Comme une odeur d’huîtres pourries

Publié le 25 septembre 2014 par Isabelle Léger

Crédit photo : Suzanne O'Neill et Rolline Laporte

La Manufacture lance sa saison automnale avec panache, rires francs et grincements de dents à la Licorne. Fidèles à leur mission de discuter de situations sociales actuelles aux rapports de force conflictuels, la compagnie théâtrale et son lieu de diffusion frappent dans le mille avec cette nouvelle création mise en scène par l’auteur lui-même, Fabien Cloutier.

Deux amis, Steven et Carl (Hubert Proulx et Guillaume Cyr), adolescents attardés devenus pères inaptes, que la vie enchaîne l’un à l’autre malgré leur conception du monde très divergente. Deux jobeux sans éducation et sans avenir, qui ne savent plus quoi faire pour se sortir la tête de l’eau. De tels pauvres types trouveront toujours sur leur route un salaud qui acceptera de les exploiter pour leur rendre service. Dans leur cas, ce bienfaiteur s’appelle Vaillancourt (Denis Bernard). Lorsqu’ils décident d’abandonner le ramassage de ferraille pour se lancer dans une gamique de livraison d’huîtres, ils mettent le doigt dans un engrenage vorace et impitoyable.

Critique theatre Licorne Pour reussir un poulet_1

Les personnages se révèlent peu à peu dans ce texte qui ne les excuse ni ne les défend. Ils vivent, ils font ce qu’ils peuvent (ou croient pouvoir). Carl, le débonnaire fan de Queen prêt à toutes les compromissions, offre à Guillaume Cyr de belles occasions de subtilité et de nuances, tandis que le rôle de Steven, nerveux, lucide et pitoyable, semble avoir été écrit sur mesure pour Hubert Proulx.

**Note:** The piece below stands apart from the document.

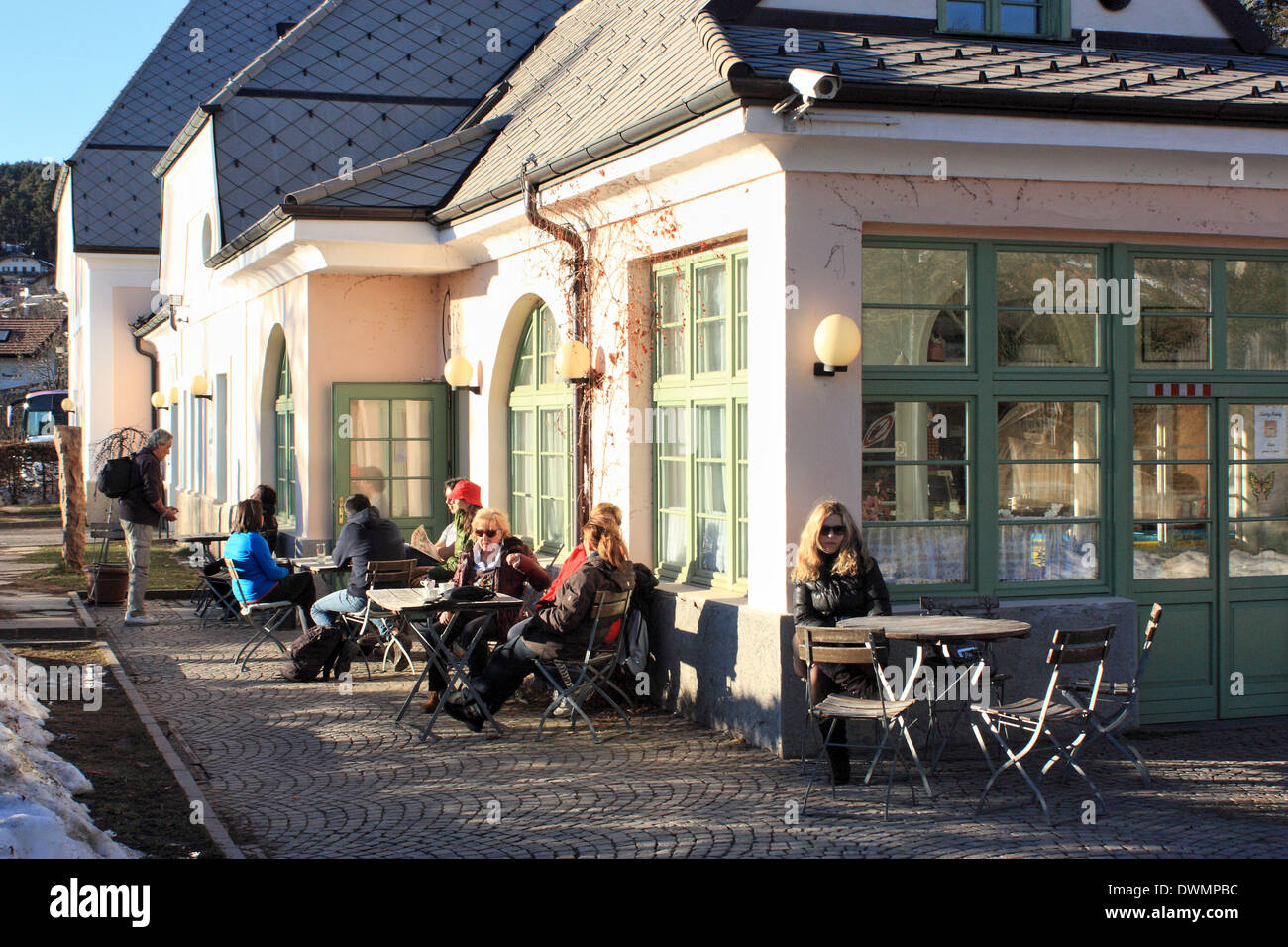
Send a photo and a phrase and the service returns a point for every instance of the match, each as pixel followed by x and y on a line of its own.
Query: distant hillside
pixel 25 214
pixel 1273 16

Denis Bernard, qu’on aime tant aimer, nous accule tout autant que ses vis-à-vis. De la manipulation à l’escroquerie en passant par l’intimidation et l’abus, aucune bassesse ne répugne à son Vaillancourt, qu’elle soit simplement abjecte ou carrément criminelle, mais généralement les deux à la fois.

Introduite par une musique de conquête victorieuse (Misteur Valaire), la scène d’ouverture ancre solidement acteurs et spectateurs dans le vif du sujet. Non pas uniquement par la langue, qui deviendra plus incisive et corrosive dans les scènes subséquentes, mais surtout par le discours de Vaillancourt sur le fait que «on est ce qu’on mange». Ce plaidoyer pour la saine alimentation («cette cochonnerie-là, ça rentre pas dans moi») s’avèrera d’une contradiction inouïe, d’une malhonnêteté insultante en regard de la marde qu’il provoque et jette sur tout le monde.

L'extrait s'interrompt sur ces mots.